Prezados (as) Policiais Militares
“Uma polícia é consequência do seu treinamento; da qualidade dos seus professores” (Giraldi)
1. Em 1.999, quando o “Método Giraldi”® ainda não havia sido aprendido e aplicado pela tropa, embora já existisse há vários anos e, na PMESP, estivesse sendo testado e observado desde o segundo semestre de 1997, foram assassinados, no Estado de São Paulo, 318 policiais militares sendo 44 em serviço e 274 nas horas de folga. No início do ano de 2.000 a média era de um por dia, com tendência a aumentar e chegar a 450 dez anos depois.
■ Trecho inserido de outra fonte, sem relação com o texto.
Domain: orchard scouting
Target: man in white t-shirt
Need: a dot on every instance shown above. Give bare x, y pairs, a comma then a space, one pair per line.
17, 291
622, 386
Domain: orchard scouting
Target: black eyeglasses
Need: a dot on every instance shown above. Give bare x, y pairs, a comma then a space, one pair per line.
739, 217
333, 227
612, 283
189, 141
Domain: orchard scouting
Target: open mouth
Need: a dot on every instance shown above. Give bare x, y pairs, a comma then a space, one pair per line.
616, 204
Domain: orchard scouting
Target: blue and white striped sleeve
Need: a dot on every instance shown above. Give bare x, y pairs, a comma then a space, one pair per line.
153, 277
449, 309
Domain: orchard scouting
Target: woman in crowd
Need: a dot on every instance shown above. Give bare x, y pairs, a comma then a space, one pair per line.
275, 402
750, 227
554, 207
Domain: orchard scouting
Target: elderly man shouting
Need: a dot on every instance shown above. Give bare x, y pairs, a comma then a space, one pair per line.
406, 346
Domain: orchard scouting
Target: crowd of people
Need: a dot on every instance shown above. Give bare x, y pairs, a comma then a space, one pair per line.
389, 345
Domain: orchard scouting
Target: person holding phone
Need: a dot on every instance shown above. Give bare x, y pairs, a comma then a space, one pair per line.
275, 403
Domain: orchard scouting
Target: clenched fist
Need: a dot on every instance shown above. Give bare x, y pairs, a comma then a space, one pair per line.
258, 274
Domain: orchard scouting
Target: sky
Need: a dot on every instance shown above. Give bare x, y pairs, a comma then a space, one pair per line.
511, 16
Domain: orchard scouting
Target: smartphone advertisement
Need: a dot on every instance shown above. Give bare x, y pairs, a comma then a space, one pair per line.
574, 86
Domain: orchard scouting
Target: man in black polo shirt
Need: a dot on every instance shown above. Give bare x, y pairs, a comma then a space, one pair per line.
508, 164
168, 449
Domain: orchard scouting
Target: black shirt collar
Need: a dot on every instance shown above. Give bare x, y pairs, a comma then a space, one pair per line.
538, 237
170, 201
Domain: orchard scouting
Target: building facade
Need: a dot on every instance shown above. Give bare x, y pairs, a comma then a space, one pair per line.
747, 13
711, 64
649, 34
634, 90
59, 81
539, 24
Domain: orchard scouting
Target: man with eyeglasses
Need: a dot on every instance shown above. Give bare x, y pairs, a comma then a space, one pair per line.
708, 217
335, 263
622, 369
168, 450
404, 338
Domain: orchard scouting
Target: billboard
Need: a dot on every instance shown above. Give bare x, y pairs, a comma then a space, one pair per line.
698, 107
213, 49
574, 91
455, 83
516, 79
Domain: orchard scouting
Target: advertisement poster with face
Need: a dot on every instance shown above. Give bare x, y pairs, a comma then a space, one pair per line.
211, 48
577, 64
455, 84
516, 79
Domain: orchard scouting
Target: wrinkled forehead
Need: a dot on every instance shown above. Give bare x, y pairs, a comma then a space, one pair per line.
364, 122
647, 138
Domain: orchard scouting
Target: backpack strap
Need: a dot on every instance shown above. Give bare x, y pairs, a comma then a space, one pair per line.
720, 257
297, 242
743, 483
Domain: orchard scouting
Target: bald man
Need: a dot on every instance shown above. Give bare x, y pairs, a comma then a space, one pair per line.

1.1. Comprovem esse fato acessando o site www.acervo.estadao.com.br e leiam o Editorial do “Estadão” do dia 21 de janeiro do ano de 2.000, página A3, que teve como manchete: “TRISTE RECORD – Dos 318 policiais militares mortos o ano passado (1.999), no Estado de São Paulo, 44 estavam em serviço; 274 nas horas de folga”.
1.1.1. E, entre outras coisas esse Editorial destacava:
1.1.1.1. “Neste mês de janeiro (2.000), a cada dia, pelo menos um policial militar perde a vida em São Paulo”;
1.1.1.2.“Há algo muito errado no tratamento que se dá a esses homens que garantem a segurança da sociedade. Não nos referimos apenas aos seus salários (que são pífios), mas ao treinamento que se oferece eles; às táticas empregadas na condução dos trabalhos, e a própria conscientização de como devem se conduzir em situações normais e de perigo. Tudo isso precisa ser reavaliado”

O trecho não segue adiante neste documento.